By Linda Bordoni
“I would like to applaud the space for dialogue,” Pope Francis said in a message to Argentina’s IDEA Foundation and Union of Representation of Popular Economy, who are holding a 3-day colloquium to talk about how to find ways to safeguard business development and the dignity of all workers.
Expressing his hope that the event will prove to be “a moment of true exchange that can bring together the innovative contribution of entrepreneurs and workers who are fighting for their dignity and for their families," he reiterated his opinion that work and the respect for the creativity and gifts of all are at the basis of a society in which respect for human dignity is paramount.
The Instituto para el Desarrollo Empresarial de Argentina, widely known as IDEA, is an organization made up of more than 400 of the largest companies in Argentina to organize collective bargaining between the employer sector and the unions and the government. Amongst its objectives is to exchange experiences in best business practices and to be protagonists of economic, political, and social work. The Union of Popular Economy represents informal and self-employed workers.
The Pope noted that it is not the first time he has upheld the vocation of the entrepreneur who seeks “to produce wealth and diversify production, while at the same time making it possible to create jobs,” and highlighted his belief that work gives dignity.
“I will never tire of referring to the dignity of work. What gives dignity is work. Those who do not have a job feel that they lack something, they lack the dignity that work gives them, that it anoints with dignity,” he said.
Some, the Pope noted, have put words into his mouth that he does not support: “that I propose a life without effort or that I despise the culture of work.”
And recalling that he is the descendent of Italian immigrants who came to Argentina “with an enormous desire to roll up their sleeves to build a future for their family,” he pointed out that they did not “put their money in the bank, but in bricks and soil.”
“A home, first and foremost: they were looking ahead to family.
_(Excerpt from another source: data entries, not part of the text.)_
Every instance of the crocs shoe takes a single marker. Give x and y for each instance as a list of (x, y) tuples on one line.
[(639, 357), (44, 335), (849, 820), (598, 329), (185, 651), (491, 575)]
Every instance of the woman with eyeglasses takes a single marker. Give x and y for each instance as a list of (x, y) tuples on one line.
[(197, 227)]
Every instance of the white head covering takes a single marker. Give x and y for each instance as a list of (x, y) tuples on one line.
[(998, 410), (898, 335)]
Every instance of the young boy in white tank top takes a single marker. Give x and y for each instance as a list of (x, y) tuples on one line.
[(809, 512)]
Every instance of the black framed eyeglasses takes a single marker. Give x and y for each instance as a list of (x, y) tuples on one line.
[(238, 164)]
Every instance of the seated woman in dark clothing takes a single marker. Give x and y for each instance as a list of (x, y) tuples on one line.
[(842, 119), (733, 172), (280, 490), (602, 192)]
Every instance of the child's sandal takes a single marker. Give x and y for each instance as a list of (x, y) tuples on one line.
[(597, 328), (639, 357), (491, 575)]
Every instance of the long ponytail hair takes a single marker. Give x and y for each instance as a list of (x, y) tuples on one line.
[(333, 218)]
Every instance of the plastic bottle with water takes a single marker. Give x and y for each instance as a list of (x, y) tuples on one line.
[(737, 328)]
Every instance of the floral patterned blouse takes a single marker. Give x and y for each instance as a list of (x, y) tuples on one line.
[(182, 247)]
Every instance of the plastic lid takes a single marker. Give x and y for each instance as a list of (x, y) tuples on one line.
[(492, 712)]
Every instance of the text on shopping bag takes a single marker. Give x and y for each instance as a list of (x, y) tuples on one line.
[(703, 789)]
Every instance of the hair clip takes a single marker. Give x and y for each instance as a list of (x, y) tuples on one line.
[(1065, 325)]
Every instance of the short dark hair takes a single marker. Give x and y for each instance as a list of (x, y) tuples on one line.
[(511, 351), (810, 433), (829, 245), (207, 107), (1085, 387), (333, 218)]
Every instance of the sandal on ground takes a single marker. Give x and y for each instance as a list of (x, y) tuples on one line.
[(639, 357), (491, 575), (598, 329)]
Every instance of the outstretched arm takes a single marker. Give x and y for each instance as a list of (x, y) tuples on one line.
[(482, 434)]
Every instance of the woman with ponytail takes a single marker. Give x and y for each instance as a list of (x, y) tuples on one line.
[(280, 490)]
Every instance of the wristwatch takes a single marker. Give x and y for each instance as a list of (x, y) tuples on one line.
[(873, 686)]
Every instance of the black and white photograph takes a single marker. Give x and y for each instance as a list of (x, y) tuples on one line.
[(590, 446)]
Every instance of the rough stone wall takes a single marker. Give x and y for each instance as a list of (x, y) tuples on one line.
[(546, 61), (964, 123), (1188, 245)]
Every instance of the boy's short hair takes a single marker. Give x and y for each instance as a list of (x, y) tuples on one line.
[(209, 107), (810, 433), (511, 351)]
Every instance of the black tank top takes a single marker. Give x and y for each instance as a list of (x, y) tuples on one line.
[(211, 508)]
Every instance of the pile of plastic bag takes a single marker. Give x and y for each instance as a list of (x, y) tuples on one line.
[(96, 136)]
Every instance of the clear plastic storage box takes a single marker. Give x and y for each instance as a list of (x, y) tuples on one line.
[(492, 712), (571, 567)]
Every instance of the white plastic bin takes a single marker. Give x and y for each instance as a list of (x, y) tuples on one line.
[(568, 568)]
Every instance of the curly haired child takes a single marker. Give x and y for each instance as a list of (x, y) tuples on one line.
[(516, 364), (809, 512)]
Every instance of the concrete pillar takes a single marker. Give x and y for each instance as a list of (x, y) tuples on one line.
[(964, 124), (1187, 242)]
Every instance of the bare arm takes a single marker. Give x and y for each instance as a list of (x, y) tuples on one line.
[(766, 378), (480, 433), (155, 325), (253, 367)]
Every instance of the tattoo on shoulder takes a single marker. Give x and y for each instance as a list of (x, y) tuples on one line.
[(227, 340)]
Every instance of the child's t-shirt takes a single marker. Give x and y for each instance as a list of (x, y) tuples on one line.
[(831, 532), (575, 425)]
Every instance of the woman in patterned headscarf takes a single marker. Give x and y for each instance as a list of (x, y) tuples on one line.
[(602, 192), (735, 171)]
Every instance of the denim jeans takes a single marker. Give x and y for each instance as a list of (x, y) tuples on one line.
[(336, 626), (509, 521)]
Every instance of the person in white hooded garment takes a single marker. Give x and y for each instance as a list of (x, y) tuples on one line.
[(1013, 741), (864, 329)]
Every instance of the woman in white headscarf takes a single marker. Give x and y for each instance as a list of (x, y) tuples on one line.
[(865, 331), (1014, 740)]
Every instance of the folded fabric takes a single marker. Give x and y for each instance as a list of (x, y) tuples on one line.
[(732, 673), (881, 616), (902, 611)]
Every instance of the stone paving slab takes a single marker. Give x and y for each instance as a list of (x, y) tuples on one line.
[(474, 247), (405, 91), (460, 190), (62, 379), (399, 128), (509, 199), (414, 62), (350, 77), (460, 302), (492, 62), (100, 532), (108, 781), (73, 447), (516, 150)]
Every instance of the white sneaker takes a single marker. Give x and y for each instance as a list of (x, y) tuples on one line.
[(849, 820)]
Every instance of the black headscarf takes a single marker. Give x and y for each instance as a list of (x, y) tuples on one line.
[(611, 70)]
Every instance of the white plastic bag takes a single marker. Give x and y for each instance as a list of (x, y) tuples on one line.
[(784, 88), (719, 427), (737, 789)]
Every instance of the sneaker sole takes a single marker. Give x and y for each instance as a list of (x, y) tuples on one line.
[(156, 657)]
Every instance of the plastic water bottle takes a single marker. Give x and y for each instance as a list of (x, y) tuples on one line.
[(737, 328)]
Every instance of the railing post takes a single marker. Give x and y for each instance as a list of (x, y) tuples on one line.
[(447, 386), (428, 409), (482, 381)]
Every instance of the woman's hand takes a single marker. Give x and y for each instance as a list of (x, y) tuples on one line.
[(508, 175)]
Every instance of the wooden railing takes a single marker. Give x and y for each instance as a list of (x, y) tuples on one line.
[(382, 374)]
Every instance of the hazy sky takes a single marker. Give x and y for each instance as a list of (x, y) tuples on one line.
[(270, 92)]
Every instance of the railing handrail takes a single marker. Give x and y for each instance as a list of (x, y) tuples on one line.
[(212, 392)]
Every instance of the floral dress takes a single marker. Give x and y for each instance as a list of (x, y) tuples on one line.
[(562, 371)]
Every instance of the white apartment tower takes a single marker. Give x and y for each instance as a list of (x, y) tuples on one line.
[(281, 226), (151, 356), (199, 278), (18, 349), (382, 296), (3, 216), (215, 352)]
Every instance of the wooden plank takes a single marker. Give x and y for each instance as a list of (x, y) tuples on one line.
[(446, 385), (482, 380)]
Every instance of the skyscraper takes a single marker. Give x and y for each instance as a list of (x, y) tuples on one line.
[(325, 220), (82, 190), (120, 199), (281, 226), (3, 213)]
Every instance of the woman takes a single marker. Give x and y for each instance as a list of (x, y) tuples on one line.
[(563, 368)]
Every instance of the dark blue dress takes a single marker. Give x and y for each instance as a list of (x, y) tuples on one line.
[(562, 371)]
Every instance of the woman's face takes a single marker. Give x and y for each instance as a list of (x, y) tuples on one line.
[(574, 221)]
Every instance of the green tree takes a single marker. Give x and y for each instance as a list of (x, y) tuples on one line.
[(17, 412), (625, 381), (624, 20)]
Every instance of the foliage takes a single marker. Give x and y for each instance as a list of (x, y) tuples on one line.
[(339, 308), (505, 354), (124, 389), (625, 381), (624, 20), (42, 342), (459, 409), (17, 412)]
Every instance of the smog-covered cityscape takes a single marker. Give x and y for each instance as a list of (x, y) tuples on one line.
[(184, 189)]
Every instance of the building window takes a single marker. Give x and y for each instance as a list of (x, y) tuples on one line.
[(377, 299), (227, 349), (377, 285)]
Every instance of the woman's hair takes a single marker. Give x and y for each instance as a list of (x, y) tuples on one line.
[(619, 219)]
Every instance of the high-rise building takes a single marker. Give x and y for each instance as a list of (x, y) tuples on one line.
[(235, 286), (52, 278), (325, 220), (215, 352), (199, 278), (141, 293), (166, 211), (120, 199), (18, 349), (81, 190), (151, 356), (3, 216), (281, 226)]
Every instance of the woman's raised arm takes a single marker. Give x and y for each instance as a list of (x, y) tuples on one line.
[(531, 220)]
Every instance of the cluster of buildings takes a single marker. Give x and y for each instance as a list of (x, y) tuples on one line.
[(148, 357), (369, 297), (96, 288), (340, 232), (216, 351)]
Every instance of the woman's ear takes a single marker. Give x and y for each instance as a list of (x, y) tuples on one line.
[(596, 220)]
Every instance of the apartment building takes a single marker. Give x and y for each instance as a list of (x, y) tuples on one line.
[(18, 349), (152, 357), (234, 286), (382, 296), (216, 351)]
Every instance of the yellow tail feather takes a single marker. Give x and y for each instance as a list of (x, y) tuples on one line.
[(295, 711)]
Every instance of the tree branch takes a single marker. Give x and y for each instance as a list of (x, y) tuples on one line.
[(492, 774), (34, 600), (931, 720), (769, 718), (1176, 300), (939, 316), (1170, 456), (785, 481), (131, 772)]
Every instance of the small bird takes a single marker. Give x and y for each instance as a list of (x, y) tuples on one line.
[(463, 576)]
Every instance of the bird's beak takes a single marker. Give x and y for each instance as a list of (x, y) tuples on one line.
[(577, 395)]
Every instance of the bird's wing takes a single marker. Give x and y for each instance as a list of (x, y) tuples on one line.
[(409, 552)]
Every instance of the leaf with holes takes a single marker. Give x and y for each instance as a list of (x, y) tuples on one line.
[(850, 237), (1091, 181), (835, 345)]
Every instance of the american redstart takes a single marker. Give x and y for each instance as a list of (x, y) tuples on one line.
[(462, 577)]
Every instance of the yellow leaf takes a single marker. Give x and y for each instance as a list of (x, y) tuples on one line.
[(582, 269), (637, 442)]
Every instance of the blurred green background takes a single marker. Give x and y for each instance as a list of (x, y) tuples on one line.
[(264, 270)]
Family investments,” he said.
“Work,” the Pope continued, “expresses and nourishes the dignity of the human being, it allows the individual to develop the capacities that God has given him or her, it helps weave relationships of exchange and mutual aid, it allows one to feel that he or she is collaborating with God in taking care of this world and developing it, it makes the person feel useful to society and in solidarity with his or her loved ones.”
That’s why, beyond the fatigue and difficulties, it is the path to maturity, to self-realization of the person: it gives wings to one's dreams.
Therefore, the Pope said, it is clear that subsidies can only be a temporary help and that the true objective is to offer diversified sources of work that allow everyone to build a future.
And expressing his hope that these diversified sources may open the way for everyone to find the most appropriate context for developing his or her gifts, Pope Francis concluded by upholding the dialogue in progress as not only indispensable but also "fruitful and promising."